Joining the growing ranks of private press advertising is Residential Direct, a new publication for the property market. Covering central and South-west London, it hopes to offer a serious alternative to the estate agent. For pounds 199 you will get an advertisement with glossy colour photographs in the pages of a "prestigious monthly magazine".

Leader of the pack in selling through the small ads is Loot (pounds 1). Loot took some time to enter the public consicousness, but now it has a significant place in the market. A standard advertisment is free, but for pounds 59.99 its private sale service includes a boxed advertisement for 60 days, a "for sale" board, information pack, and access to free legal advice for any problems.

Estate agents, however, do provide a buffer zone and a certain amount of protection. They will help to deter the casual Sunday afternoon viewer from bothering you and they can provide a safety net when it comes to those with thoughts other than a property purchase on their mind.

But Hugh Dunsmore-Hardy, of the National Association of Estate Agents, considers the biggest risk in private advertising is "missing the opportunity to reach the widest possible audience, by way of a good estate agent who has the market at his or her fingertips, and who can achieve the best possible price. Invariably, the difference an agent can make to the eventual selling price will cover any commission".

Another use is, of course, the agent's expertise concerning valuation, but with many offers of "free valuation - no obligation" dropping through front doors nationwide, there is nothing to be lost in simply using them for this service.

Mark Clayton, of Residential Direct, acknowledges that there is still a role for some of the big agents, but sees it diminishing in much the same way as financial services have moved over to direct telephone business in recent years.
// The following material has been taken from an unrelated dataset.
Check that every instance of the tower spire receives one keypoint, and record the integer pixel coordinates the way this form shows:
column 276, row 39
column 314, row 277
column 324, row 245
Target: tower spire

But, argues Hugh Dunsmore-Hardy, "the whole concept of such a magazine is flawed, simply by its price. Why would potential purchasers spend pounds 3 on a magazine, when information is free from estate agents anywhere in the country?" But as one of the favourite pastimes of the home-owing British public is peering through estate agents' windows, not least to see how much their own home may be worth, to do so in the comfort of one's own sofa, with a glossy magazine, may just be worth pounds 3.